Pesimismo, desesperanza y disminución de la motivación.
El tiempo, típico de otoño. Aún quedan hojas en los álamos blancos, aunque ya han caído las del nogal y las de la catalpa.
En estos últimos días, amanece nublado, aunque hay ratos que se deja ver el sol, rayos que salgo para aprovecharlos. Cuando esto escribo llueve parejo y ya es noche cerrada. En un claro les he echado su comida a los perros y ya la única faena que me queda es prepararme la cena. Maldita las ganas que tengo de comer.
Mi hijo lleva dos días en la ciudad, por lo que aparte de la compañía de los perros, estoy más solo que la una. Incluso Sole que suele aparecer dos veces al día para ver si necesito algo, también ha desaparecido.
No es que mi hijo sea un gran conversador, más bien todo lo contrario, pero cuando está aquí no para de hacer cosas y o bien viéndolo o echándole una mano, el tiempo pasa más rápido.
Me encuentro triste, tengo un descenso del estado de ánimo, pesimismo, desesperanza y disminución de la motivación.
Aunque a María la veo cada vez más difusa, sin embargo nadie puede imaginarse lo que echo de menos su compañía. Es una sensación extraña, es como si me faltara parte de mí.

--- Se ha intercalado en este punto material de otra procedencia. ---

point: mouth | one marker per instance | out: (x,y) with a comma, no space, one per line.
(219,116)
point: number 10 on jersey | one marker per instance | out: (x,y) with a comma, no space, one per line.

No termino de acostumbrarme a que se haya marchado. No le perdono que me haya dejado. No es egoísmo sino más bien me siento responsable de que lo haya hecho.
No es cuestión de soledad, ni tampoco de falta de amigos, es vacío del alma.
En Costa Rica cada vez que me despertaba y veía la luz que entraba por la ventana, me decía tengo un día más de vida, tengo que aprovecharlo. Cada mañana era una vida nueva por descubrir, todo lo contrario de ahora, me despierto y me digo otro día más.
El mundo sigue, pero espero que estas sensaciones me vayan cambiando, si no, no merecería la pena.